Ich würde hier, als jemand der solche Erfahrungen oft gemacht hat (und zwar nicht nur mit Frauenkreisen sondern auch mit Gruppen von Männern), anknüpfen dass die Betroffenen nicht Nichts machen. Was sie machen, ist sich gegenseitig beruhigende und tröstenden Fiktionen zu erzählen. Man spricht sich gegenseitig Mut zu und versucht dem anderen dabei zu helfen mit etwas klarzukommen. Was gut ist, wenn man keine Kontrolle und keinen Einfluss auf das Problem hat.
Aber was, wenn man einen Einfluss haben könnte?
Das Problem am Trösten ist, dass Trösten immer mit Akzeptanz einher geht. Problembehandlung hingegen ist das Gegenteil: man will etwas nicht akzeptieren, sondern ändern. Daraus folgt, dass man mit einer überzeugenden Tröstung sein Gegenüber dazu bringt einen Missstand nicht mehr selber ändern zu wollen und der schlimmste dieser tröstenden Sätze ist: „Mach dir keine Sorgen, wir kümmern uns darum“.

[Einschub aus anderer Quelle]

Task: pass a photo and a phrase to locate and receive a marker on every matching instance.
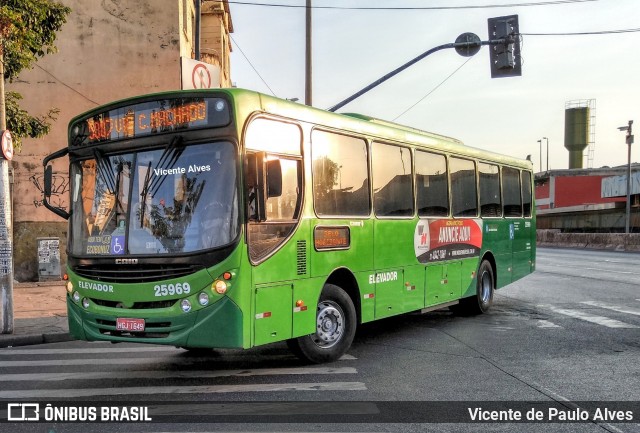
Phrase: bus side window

Der aufmerksame Leser wird hier die Verbindung zur Religion erkennen, denn der typische Satz des Priesters ist: „Mach dir keine Sorge, Gott kümmert sich darum“.
Religiöse Menschen unterschieden zwischen den Dingen, die in ihren Händen liegen und den Dingen, die in der Hand Gottes liegen.

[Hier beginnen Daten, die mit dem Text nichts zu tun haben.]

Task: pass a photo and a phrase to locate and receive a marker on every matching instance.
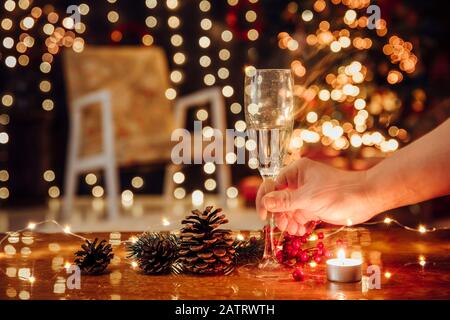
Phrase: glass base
(266, 269)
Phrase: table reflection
(34, 266)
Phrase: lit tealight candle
(343, 269)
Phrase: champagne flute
(269, 115)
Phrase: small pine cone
(94, 259)
(154, 252)
(205, 249)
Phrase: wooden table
(398, 253)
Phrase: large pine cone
(154, 252)
(94, 259)
(204, 248)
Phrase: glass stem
(269, 246)
(269, 257)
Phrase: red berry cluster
(293, 254)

Der politische Mensch unterscheidet zwischen den Dingen, die in seiner Hand liegen und der Hand der Politiker.
Der Mensch, der weder politisch noch religiös ist hingegen unterscheidet tendenziell eher zwischen Dingen die er beeinflussen kann und denen die er nicht beeinflussen kann.
Alle drei sehen Butterbrote gleich, aber Wirbelstürme grundverschieden.

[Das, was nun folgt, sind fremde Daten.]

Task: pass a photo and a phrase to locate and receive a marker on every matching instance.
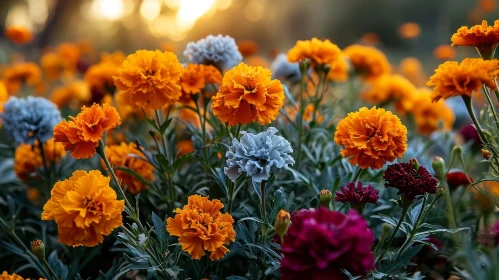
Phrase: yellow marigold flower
(17, 74)
(371, 137)
(69, 55)
(81, 135)
(85, 208)
(444, 52)
(28, 158)
(367, 61)
(339, 70)
(202, 227)
(74, 94)
(194, 79)
(478, 36)
(453, 78)
(6, 276)
(248, 94)
(428, 114)
(184, 147)
(409, 30)
(319, 52)
(127, 155)
(18, 34)
(51, 65)
(247, 47)
(99, 77)
(150, 79)
(391, 88)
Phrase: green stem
(262, 208)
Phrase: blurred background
(401, 28)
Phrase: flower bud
(282, 222)
(415, 164)
(486, 154)
(325, 198)
(438, 165)
(38, 249)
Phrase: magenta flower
(409, 181)
(320, 243)
(358, 196)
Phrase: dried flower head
(150, 79)
(85, 208)
(81, 135)
(30, 119)
(321, 243)
(453, 79)
(410, 182)
(202, 227)
(371, 137)
(257, 154)
(219, 51)
(248, 94)
(367, 61)
(127, 155)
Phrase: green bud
(438, 165)
(415, 164)
(38, 249)
(282, 222)
(325, 198)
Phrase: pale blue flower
(31, 118)
(282, 69)
(256, 155)
(220, 51)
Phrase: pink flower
(320, 243)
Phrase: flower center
(91, 205)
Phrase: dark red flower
(320, 243)
(458, 178)
(409, 181)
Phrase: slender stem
(262, 208)
(49, 269)
(357, 175)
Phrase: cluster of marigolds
(85, 207)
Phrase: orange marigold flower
(18, 34)
(127, 155)
(409, 30)
(483, 37)
(202, 227)
(367, 61)
(339, 70)
(247, 47)
(74, 94)
(453, 78)
(81, 135)
(28, 158)
(85, 208)
(194, 79)
(319, 52)
(391, 88)
(150, 79)
(18, 74)
(184, 147)
(371, 137)
(248, 94)
(70, 55)
(428, 115)
(99, 77)
(444, 52)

Die Politik der tröstenden Worte lullt Menschen mit der Idee ein, dass sie machtlos sind, aber die Politik bündle Menschen in feste Bündel und diese festen Bündel können dann etwas erreichen. Der Einzelne muss nur seinen Wunsch aufgeben zu tun was er tun will und sich im Einklang mit dem restlichen Bündel, von den Politikern, führen lassen. Und der Satz der die Menschen dazu einlullt, ist „Die Welt ist voller fürchterlicher Probleme und die werden dich zerstören, aber wenn du dich uns ergibst, übernehmen wir all diese Probleme und wir lösen sie für dich.“
Und so entstehen politische Ideologien die sich „Bündel“ oder Religionen die sich „sich ergeben“ nennen usw. Der Schlüssel ist immer Menschen zu trösten und ihnen, wenn sie den Trost akzeptieren, die Motivation zu nehmen selbst etwas zu tun. Sie denken sie tun etwas, um die Welt zu verbessern, indem sie Beten und dem Priester einen feschen Tempel bauen, für die Partei demonstrieren gehen oder für „das höhere Wohl“ am Schlachtfeld zu sterben aber die simple Wahrheit ist, dass am Ende des Tages der Marionettenspieler lacht.
Der Priester, der Politiker, der Führer, der Vorsitzende hat ein lustiges Leben auf Kosten jener die sich von ihm haben "trösten" lassen.
Die Politik der tröstenden Worte ist die schönste, netteste und am hübschesten anzusehende Politik, oberflächlich betrachtet jedenfalls. Tatsächlich ist sie aber eine Sirene und wie das griechische Fabelwesen lockt sie mit süßen Worten und verschlingt dann ihre Opfer.
Die Politik der Pragmatiker hingegen ist wie der alte Handwerker in einem alten ausgebeleichten Blaumann: unansehnlich und oft unfreundlich, aber er bekommt das Problem, das man hat in den Griff. Es kostet was, es wird wieder auftreten und perfekt ist es auch nie ganz aber im Gegensatz zu den Tröstern, löst er das Problem und geht heim, anstatt ein Geschäftsmodell rund um die immerwährende Existenz des Problems zu konstruieren und bei einem einzuziehen und dann den Kühlschrank leer zu fressen, wie es die professionellen Tröster immer getan haben.